How Trooper Michael Proctor's text messages could impact Karen Read trial
How Trooper Michael Proctor's text messages could impact Karen Read trial 02:22

DEDHAM - There were hours of testimony in Karen Read's trial Monday, but one hour stuck out for many who were listening. Trooper Michael Proctor, the case officer leading John O'Keefe's death investigation, read his damaging texts from his personal phone about the case out loud in court.

The texts were to his wife, his friends, and coworkers and superiors within State Police. He used several expletives, referred to Read as a "whackjob," made jokes about her medical condition, and suggested he was searching her personal phone for nude photos.

Read is accused of killing her boyfriend, Boston Police Officer John O'Keefe, by hitting him with her car back in 2022.

These damning texts were a part of his direct examination, as a witness for the prosecution.

Why would prosecutors call Proctor to the stand?

"The prosecution's in a really tough point when they decided to call Trooper Proctor, because they have to decide if they meet this head on, and be the one that asked him the questions, and then allow him to explain it, or if they let it come up in cross examination," Emily D. Baker explains. 

She's a California-based former district attorney with a popular online stream channel with analysis of the case daily. "If [texts] come up in cross examination, there's no explanation. It's 'you said this, you said that,'" she explained.

Trooper Michael Proctor
Massachusetts State Police Trooper Michael Proctor takes the stand to testify, Monday, June 10, 2024, in Norfolk Super Court, in Dedham, Mass., during the trial for Karen Read. Kayla Bartkowski/The Boston Globe via AP

The texts were "worse than I expected," Baker told WBZ. She said it's "extremely unusual" to have a law enforcement officer's personal cellphone extracted and become evidence in a trial, typically because officers know better than to use their personal phones to discuss a case.

"Once those personal cellphones get extracted, it's everything," she explained. "And that could be the officer's own photos of their family themselves, their children, personal text messages, emails.
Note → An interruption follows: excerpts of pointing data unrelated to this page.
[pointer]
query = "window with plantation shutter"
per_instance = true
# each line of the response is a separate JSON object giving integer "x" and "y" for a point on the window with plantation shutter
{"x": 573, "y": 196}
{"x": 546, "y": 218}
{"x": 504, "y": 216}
It opens up everything, and they know that very well."

On Monday, some jurors were visibly shaking their heads or gasping subtly at some of the texts. Ten of the 17 jurors are women.

How will the texts impact jury deliberations?

"I don't know how the jurors are going to get around it, because even if the jurors don't believe the defense theory of the case, I don't know how they get around this investigation seeming to have a direction from the very beginning," Baker said. 

"The jury's going to start looking for people who aren't connected, and in this case there's only a few of those witnesses, and I think we've got some to go. So, I want to see the cellphones, the medical examiner, and any accident reconstruction," in the rest of the state's case, she said.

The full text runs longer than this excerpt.